According to a list drawn up by the World Health Organization (WHO) there are already at least 52 other candidates to develop a vaccine that could soon arise. For Lawrence Corey, a virologist in the Cancer Research Center Fred Hutchinson, “this is a response wonderful of the biomedical community in front of a pandemic.” This institution has carried out trials of vaccines against a dozen diseases, but this opportunity is not involved in the joint effort against the new coronavirus.

These vaccines are grouped into eight different platforms, among them the old reserves as whole viruses inactivated or weakened, protein, genetically modified, and the new technology of messenger RNA; the backbone of the project of Modern and their manufacturers include biotechnology, theory of the scientific academy, researchers and military and some of the pharmaceutical companies more important in the world. The last march 30, the company Johnson & Johnson announced a project of vaccine COVID-19 1 billion, with half of the resources coming from the Research and Development Authority Biomedical Advanced of the united States.

According to a list drawn up by the World Health Organization (WHO) there are already at least 52 other candidates to develop a vaccine against the new coronavirus (REUTERS/Bing Guan)
According to a list drawn up by the World Health Organization (WHO) there are already at least 52 other candidates to develop a vaccine against the new coronavirus (REUTERS/Bing Guan)
Many viruses, including HIV and hepatitis C have been frustrated developers of vaccines. But the new coronavirus does not seem to be a target particularly formidable. Changes slowly, which means that it is not very good for dodging the immune system and vaccines against coronavirus-related that cause the Severe Acute Respiratory Syndrome (SARS) and the Respiratory Syndrome Middle East (MERS) have worked in animal models. Corey manages the Network of Vaccine Trials against HIV in the united States, which has seen a vaccine candidate after trial and error, is optimistic about the vaccine against the SARS-CoV-2: “I don’t believe that to develop the vaccine against the COVID-19 is going to be so difficult”.

The scientific community shares a concern: if individuals develop a lasting immunity to the virus, which is critical given that vaccines attempt to mimic a natural infection. Infections with the four human coronaviruses, which usually cause colds, mild does not trigger an immunity that lasts in the time.

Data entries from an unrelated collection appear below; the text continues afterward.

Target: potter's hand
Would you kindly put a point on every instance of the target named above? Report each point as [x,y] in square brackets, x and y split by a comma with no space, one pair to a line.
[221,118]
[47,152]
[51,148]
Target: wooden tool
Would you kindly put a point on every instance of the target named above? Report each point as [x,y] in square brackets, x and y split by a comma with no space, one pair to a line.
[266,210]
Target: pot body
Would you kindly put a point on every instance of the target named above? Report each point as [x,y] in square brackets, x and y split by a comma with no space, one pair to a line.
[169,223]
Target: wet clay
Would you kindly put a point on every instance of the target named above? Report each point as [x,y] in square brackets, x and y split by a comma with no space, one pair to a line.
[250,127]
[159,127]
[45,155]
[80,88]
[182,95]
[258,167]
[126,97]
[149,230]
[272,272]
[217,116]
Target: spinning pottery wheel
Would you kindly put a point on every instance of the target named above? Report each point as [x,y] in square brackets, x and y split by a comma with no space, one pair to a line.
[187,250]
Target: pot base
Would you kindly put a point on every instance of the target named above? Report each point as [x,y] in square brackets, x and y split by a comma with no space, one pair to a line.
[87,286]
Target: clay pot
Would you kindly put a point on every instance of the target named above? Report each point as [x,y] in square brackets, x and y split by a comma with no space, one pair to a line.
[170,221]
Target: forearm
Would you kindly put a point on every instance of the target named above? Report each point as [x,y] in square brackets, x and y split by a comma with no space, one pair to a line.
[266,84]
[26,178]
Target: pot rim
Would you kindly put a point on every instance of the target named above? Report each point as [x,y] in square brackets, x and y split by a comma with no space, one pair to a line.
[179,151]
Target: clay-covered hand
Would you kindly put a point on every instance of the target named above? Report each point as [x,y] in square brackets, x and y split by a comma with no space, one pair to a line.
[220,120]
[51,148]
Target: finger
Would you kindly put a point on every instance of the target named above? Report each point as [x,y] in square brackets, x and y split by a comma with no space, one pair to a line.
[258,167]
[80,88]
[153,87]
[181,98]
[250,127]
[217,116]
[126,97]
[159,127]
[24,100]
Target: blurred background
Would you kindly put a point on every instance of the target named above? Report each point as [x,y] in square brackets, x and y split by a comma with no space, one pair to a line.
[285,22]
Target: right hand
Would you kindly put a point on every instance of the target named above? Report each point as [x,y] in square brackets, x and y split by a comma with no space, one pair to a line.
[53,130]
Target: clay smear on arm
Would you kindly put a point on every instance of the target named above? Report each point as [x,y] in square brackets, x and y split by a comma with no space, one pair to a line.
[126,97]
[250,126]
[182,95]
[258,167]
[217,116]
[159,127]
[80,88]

On the other hand, researchers have found immune responses lasting to the viruses that cause SARS, MERS, and genetically they seem much closer to the SARS-CoV-2, and unlike the viruses that cause the common cold, that is to say the flu, that remain in the nose and in the throat, the new coronavirus is directed to the lower respiratory tract, “where the immune response to a pathogen can be more strong,” said Mark Slifka, an immunologist who studies vaccines at the Oregon National Primate Research Center. “When you have an infection in the lungs, you actually get high levels of antibodies and other immune cells in the bloodstream in that space,” he added.

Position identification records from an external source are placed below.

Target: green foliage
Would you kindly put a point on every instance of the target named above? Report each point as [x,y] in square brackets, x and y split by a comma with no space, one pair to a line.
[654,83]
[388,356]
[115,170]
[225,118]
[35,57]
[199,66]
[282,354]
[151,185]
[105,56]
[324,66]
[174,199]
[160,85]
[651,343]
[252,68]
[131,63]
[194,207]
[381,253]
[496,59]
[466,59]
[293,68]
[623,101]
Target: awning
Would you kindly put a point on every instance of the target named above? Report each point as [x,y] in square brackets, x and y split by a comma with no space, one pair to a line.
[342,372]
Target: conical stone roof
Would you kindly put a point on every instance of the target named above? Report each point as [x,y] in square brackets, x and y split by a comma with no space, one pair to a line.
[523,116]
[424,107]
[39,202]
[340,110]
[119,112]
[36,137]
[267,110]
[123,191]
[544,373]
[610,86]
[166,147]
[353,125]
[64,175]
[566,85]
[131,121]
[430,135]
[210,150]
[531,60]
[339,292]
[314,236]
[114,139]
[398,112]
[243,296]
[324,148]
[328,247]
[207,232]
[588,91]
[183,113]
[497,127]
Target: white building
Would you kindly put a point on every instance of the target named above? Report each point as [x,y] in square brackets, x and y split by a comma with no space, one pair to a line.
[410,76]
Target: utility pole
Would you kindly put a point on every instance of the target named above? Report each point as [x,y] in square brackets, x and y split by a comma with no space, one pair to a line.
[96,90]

The side effects, the problems of dosing and the manufacturing problems may cause delays in the preparation of the vaccine, which could be available in 18 months (REUTERS/David Stobbe/VIDO-InterVac)
Even with this total effort, Anthony Fauci, director of the National Institute of Allergy and Infectious Diseases (NIAID, for its acronym in English) of usa. UU., predicts that getting a vaccine to the public, “it will take at least a year, a year and a half,” And Fauci added that “at least” because the side effects, the problems of dosing and the manufacturing problems may cause delays. Some are already asking for a shortcut ethically controversial to accelerate the clinical trials to give people vaccines in trial period and then try to intentionally infect them with SARS-CoV-2 to see if they are protected.

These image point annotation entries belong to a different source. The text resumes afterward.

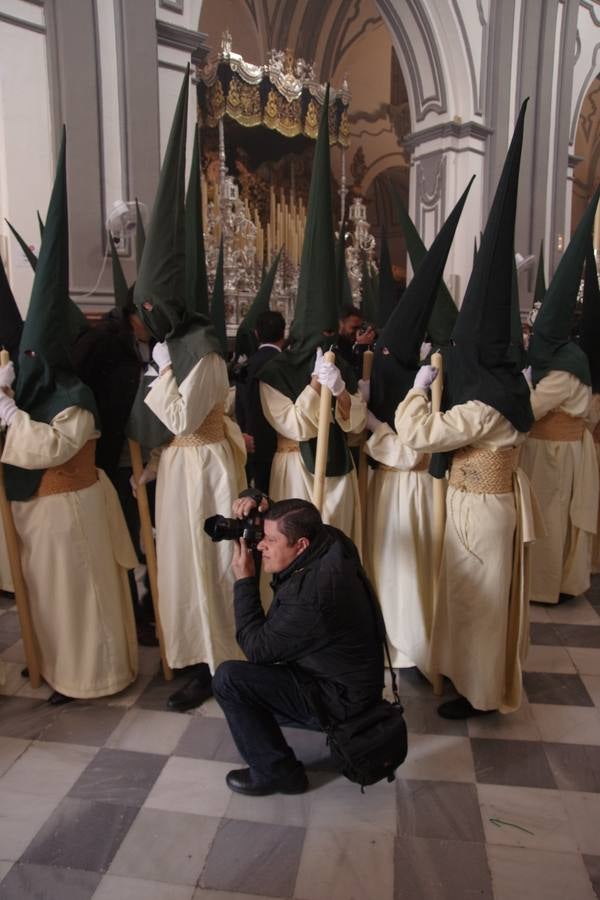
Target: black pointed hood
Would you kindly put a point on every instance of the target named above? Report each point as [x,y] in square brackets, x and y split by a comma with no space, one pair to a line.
[590,316]
[397,351]
[477,361]
[551,347]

Could also be made available to a new vaccine for health care workers and other high-risk individuals even before the completion of efficacy trials of phase III. Stanley Perlman, a veteran researcher of the coronavirus at the University of Iowa, “a vaccine that offers only limited protection and durability might be good enough, at first, in this kind of environment, epidemic, whenever you have something to help us and to avoid many deaths, that may be right,” he mused.